In my case, "Newton" is still at Stage One (we haven't even seen her on stage yet, although she was invented by one of the PCs - the Hocus - so we know one of her connections already), and I'm looking at taking her to Stage Two, in terms of your framework here.

I had hoped to jump directly to Stage Three, I suppose, by creating a situation where another PC (the Savvyhead) was going to have to deal with her, establishing some kind of relationship. Unfortunately, the PC chose to delegate this business to some NPCs, who are now running off after her. Hence my need to think about how to handle a rather important situation/scene "offscreen".

Do you have any specific ideas on how to develop her further along the lines of your framework in a short timeframe? She's geographically separated from the PCs (being abducted, currently, and across a river which isn't easily crossed), so framing them into a scene together isn't entirely obvious here. A custom move, love letter, or clever MC move seems more appropriate here.
Title: Re: Crow's Flats: Skyfall - A Scenario and brief AP
Post by: Ebok on January 16, 2018, 09:16:21 PM
I wasn't saying this is the only way to use Love Letters, just that I've found it works out pretty consistently.

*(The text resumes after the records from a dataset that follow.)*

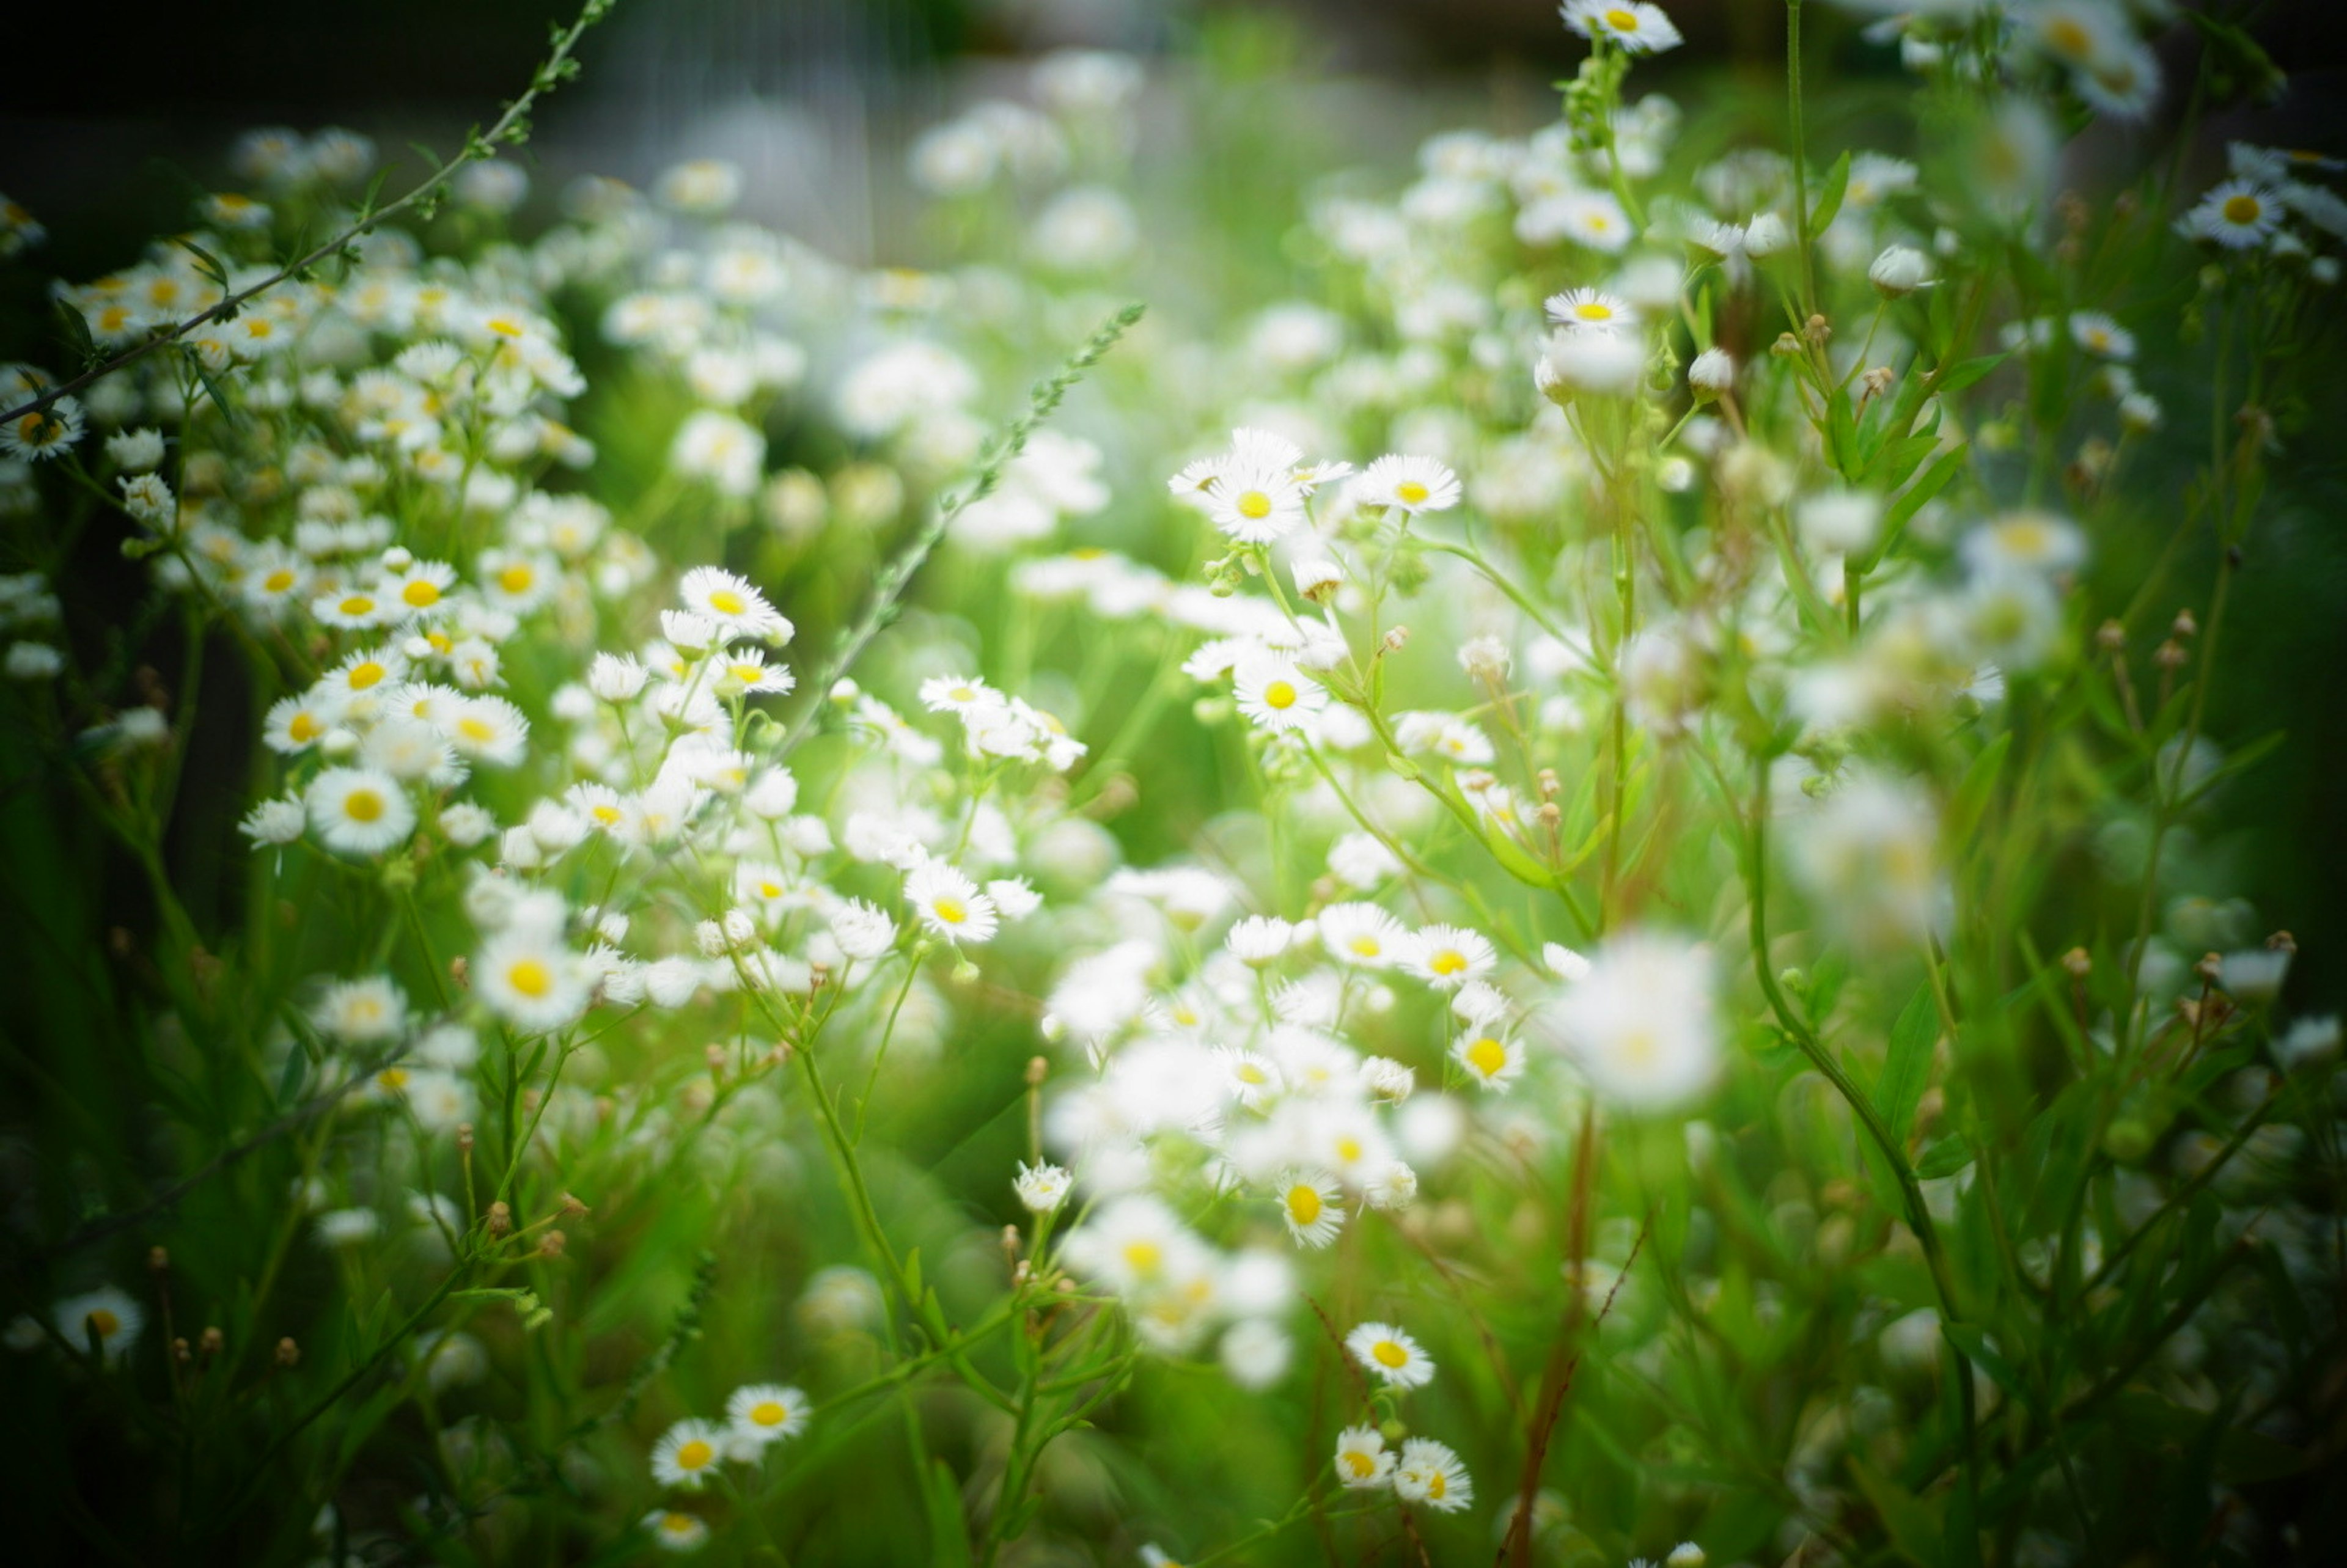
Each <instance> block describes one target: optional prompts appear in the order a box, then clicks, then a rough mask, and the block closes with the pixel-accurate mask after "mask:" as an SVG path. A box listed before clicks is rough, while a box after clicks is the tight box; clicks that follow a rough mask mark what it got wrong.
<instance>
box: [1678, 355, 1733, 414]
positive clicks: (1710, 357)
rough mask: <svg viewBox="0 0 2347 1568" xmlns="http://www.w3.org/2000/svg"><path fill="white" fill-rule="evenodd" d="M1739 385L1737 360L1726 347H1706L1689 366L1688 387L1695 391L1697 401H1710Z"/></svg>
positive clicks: (1695, 395)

As for Newton. I mean, she's just an idea right now. My first reaction would be that the strings attached to her with the other factions are more important than she is at the moment, and by bringing focus on them you point to their strings to her and thus create more player interest. In the end, it's the players that elevate NPCs through these stages. Right now, what makes her interesting has nothing to do with her, but her position. So my honest suggestion is to make that position more interesting by bringing the players into that drama.

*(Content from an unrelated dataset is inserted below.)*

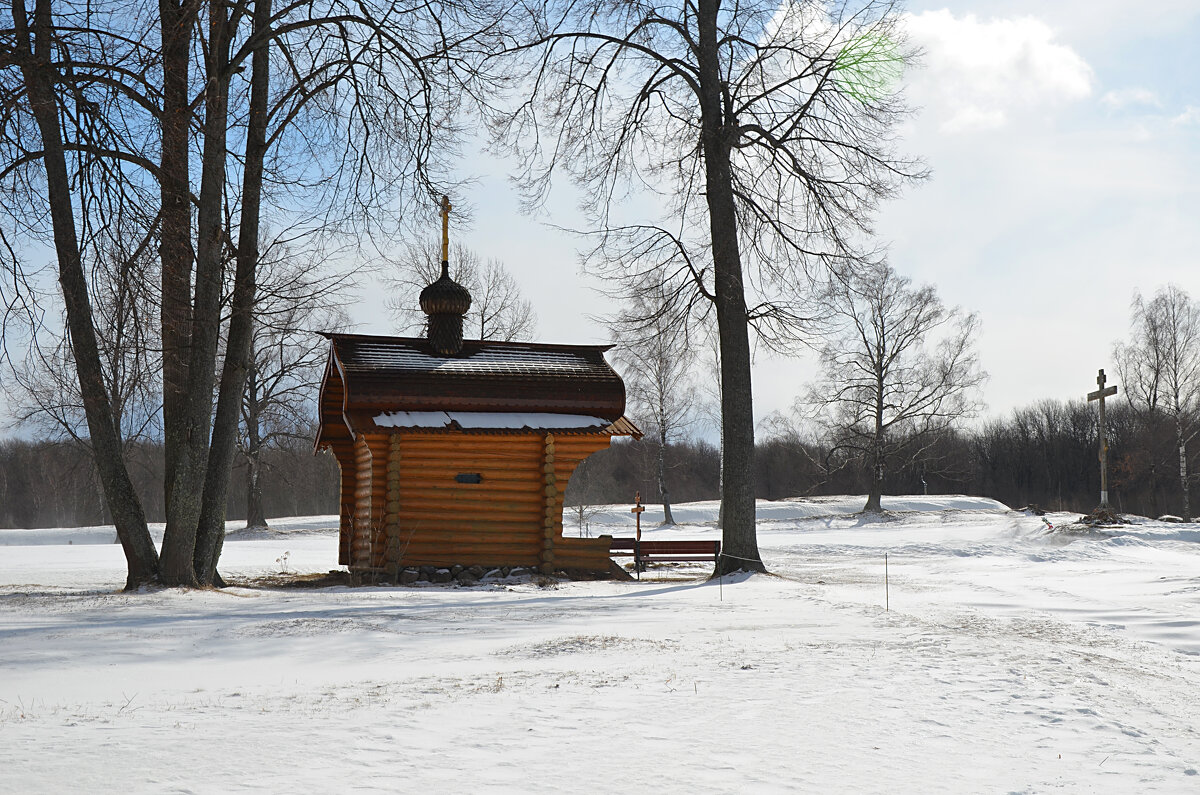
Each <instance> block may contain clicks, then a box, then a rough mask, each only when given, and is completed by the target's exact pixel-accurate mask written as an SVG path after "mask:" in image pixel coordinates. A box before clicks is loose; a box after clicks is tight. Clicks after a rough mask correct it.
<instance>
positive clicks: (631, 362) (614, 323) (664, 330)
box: [613, 297, 698, 525]
mask: <svg viewBox="0 0 1200 795" xmlns="http://www.w3.org/2000/svg"><path fill="white" fill-rule="evenodd" d="M647 304H652V305H647ZM654 304H656V306H654ZM661 306H662V301H661V300H653V299H647V298H646V297H640V298H637V299H635V301H634V303H632V305H631V306H629V307H628V309H626V310H625V311H624V312H623V313H622V315H620V316H619V317H618V318H616V322H614V323H613V325H614V328H616V329H617V330H618V340H619V342H618V347H617V352H616V360H617V364H618V366H620V369H622V375H623V376H624V378H625V389H626V393H628V395H629V401H630V404H631V405H632V412H634V413H635V416H636V417H638V418H640V419H642V420H643V422H646V423H647V428H646V429H644V430H646V431H648V432H649V434H653V436H654V437H655V438H656V441H658V454H656V461H655V478H656V480H658V488H659V498H660V500H661V501H662V521H664V524H666V525H673V524H674V516H672V515H671V494H670V489H668V488H667V468H666V449H667V444H671V443H673V442H676V441H679V440H680V438H683V436H684V434H685V432H686V430H688V429H689V428H690V425H691V424H692V423H694V422H695V419H696V408H697V400H698V399H697V390H696V385H695V382H694V378H692V365H694V364H695V361H696V354H695V351H694V349H692V347H691V343H690V341H689V339H688V335H686V329H685V327H682V325H679V324H676V323H671V322H670V319H668V318H667V317H666V316H664V315H662V313H661V312H660V311H659V310H660V309H661ZM647 318H650V323H649V324H648V323H647V322H646V319H647ZM625 325H631V327H632V328H634V329H635V331H634V333H632V334H622V333H620V329H622V328H623V327H625Z"/></svg>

If you don't want to do this, and you want to bring them into contact with her immediately, then my suggestion would be to bring her back to the players in such a way that forces hard decisions. Make them choose what to do, what to lose, or what to get. Since the player delegated when it could've been him, that, in the vein of AW, is ripe for ALL KINDS of shit to go wrong.

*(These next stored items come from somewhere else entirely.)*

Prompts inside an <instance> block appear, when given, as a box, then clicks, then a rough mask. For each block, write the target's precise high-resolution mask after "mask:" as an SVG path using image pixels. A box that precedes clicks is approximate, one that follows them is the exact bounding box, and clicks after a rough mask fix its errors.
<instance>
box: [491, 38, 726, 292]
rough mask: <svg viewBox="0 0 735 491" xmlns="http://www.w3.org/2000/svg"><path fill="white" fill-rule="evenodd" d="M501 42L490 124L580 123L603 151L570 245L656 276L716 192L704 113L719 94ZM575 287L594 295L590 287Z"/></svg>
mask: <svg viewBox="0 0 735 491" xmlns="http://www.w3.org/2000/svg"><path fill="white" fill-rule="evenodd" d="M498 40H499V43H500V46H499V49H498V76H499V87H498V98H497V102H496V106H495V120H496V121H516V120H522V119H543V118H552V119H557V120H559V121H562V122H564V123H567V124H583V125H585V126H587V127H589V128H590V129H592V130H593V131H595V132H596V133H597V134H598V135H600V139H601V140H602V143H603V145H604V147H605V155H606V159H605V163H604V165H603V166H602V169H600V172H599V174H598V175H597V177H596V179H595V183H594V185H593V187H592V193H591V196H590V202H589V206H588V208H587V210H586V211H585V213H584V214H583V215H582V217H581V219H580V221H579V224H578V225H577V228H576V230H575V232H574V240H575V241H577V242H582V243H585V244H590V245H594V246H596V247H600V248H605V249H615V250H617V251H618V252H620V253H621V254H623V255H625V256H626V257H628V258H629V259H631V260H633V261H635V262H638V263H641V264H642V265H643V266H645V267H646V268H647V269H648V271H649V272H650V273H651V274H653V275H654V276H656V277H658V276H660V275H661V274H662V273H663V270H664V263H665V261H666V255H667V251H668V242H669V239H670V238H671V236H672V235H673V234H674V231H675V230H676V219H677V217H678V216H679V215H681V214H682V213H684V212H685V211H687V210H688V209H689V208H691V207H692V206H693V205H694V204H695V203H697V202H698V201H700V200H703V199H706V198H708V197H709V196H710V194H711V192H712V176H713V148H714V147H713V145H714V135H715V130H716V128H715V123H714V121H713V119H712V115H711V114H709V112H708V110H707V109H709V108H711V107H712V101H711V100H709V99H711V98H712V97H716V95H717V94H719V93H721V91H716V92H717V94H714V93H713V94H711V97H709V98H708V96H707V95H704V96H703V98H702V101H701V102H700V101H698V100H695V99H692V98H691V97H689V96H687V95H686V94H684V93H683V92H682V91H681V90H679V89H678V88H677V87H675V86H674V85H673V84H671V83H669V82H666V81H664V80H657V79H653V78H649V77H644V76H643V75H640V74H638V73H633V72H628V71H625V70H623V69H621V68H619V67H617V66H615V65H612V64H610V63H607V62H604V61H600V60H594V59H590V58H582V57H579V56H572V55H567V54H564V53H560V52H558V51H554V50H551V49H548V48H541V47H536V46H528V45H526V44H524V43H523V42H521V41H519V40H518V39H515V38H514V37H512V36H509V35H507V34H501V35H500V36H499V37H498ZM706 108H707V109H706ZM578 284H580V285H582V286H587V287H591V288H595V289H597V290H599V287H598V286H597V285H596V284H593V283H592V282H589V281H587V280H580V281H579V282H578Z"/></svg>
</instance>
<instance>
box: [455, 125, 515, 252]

What I wonder about is if she wasn't stolen away from someone she loves--someone with a less then favorable opinion of our Hocus sullying her, or his deal to sell her. So if I brought her back, I might do it by force, with her in tears, and the surviving one or two of the NPCs being all like, hey--boss, I don't think those folk is giving up. Then let the players decide what to do.

Still, though, it depends on your fiction, your cult, I don't know these things. But I can say that you should make the most of anything interesting you got on screen--just don't overestimate the importance of someone st stage 1. The stages represent player involvement after all, and no involvement often means no attachment to what happens.

Title: Re: Crow's Flats: Skyfall - A Scenario and brief AP
Post by: Paul T. on January 16, 2018, 11:20:54 PM
Ebok,

I found that last post of your harder to follow, but if I understand correctly, it sounds like we're talking about the same things. I like your suggestion of tying her situation in with another faction/Front/PC/NPC/someone, to complicate the situation.

If you meant something else by "my honest suggestion is to make that position more interesting by bringing the players into that drama", then let me know!
Title: Re: Crow's Flats: Skyfall - A Scenario and brief AP
Post by: Ebok on January 17, 2018, 01:37:00 AM
Yup.
Title: Re: Crow's Flats: Skyfall - A Scenario and brief AP
Post by: Paul T. on January 17, 2018, 04:48:05 PM
Groovy! Thanks.
Title: Re: Crow's Flats: Skyfall - A Scenario and brief AP
Post by: Paul T. on January 24, 2018, 06:05:41 PM
An update:

I've uploaded a new version of the Starter today. It has some more tips/advice and directions, based on my play experience with it, and an additional Love Letter.

I'm less sure about this particular, new Love Letter, and I'd love to hear some thoughts on it.

The good news is that, with four Letters, I feel much more comfortable saying that you don't need all of them in play, nor do all the players need one. (And, as you'll see, I've added some instructions to that effect.)